The number of cows is given by
[tex]14\cdot 2^{\frac{y}{5}}[/tex]
So, after [tex]k[/tex] years, the number of cows will be
[tex]14\cdot 2^{\frac{y+k}{5}}[/tex]
We want this number to be twice as much as the original:
[tex]14\cdot 2^{\frac{y+k}{5}} = 2(14\cdot 2^{\frac{y}{5}})[/tex]
First of all, we can cancel 14 from both sides:
[tex]2^{\frac{y+k}{5}} = 2\cdot 2^{\frac{y}{5}}[/tex]

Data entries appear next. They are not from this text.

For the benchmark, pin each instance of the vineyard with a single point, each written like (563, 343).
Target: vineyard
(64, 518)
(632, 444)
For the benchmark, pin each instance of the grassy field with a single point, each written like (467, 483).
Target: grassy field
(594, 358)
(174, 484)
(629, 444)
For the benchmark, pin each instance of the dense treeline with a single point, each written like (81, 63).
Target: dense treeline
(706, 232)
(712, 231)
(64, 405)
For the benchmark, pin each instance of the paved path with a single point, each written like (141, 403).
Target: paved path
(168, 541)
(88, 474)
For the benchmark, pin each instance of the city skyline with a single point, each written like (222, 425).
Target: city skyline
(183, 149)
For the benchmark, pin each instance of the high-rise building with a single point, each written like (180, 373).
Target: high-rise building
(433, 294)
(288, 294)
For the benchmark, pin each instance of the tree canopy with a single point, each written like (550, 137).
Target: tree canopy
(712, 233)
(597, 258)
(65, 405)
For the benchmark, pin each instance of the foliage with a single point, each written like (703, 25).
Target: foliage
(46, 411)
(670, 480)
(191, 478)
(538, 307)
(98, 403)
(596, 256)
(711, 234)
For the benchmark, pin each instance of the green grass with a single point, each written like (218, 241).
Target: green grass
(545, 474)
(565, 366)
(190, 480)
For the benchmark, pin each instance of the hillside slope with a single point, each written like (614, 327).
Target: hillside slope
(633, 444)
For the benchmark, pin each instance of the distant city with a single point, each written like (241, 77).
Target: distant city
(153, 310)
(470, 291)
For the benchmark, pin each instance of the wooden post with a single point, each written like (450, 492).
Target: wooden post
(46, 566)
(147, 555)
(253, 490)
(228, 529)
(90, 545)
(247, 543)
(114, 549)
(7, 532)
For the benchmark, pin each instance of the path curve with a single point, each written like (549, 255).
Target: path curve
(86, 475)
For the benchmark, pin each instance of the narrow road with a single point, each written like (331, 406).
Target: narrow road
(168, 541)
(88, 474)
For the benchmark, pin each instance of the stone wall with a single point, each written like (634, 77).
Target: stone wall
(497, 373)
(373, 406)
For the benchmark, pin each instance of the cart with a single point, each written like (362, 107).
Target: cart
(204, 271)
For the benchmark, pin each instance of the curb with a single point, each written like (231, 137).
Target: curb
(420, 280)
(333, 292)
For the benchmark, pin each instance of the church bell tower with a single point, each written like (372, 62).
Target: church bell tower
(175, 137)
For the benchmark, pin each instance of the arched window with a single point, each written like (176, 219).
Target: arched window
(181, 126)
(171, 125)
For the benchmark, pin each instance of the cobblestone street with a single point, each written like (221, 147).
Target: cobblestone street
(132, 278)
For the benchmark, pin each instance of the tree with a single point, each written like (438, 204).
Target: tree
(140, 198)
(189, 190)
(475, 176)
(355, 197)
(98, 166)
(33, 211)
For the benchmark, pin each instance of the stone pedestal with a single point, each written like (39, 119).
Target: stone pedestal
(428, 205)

Finally, on the right hand side, we can use the exponent rule
[tex]a^b\cdot a^c=a^{b+c}[/tex]
to get
[tex]2^{\frac{y+k}{5}} = 2^{\frac{y}{5}+1}[/tex]
To solve this equation, we must impose that the two exponents are the same:
[tex]\dfrac{y+k}{5} = \dfrac{y}{5}+1 \iff \dfrac{y+k}{5} = \dfrac{y+5}{5}[/tex]
And clearly this is true if and only if [tex]k=5[/tex]. So, it will take 5 years for the cow heard to double in number.
You can do the exact same steps to find the doubling time for the sheeps.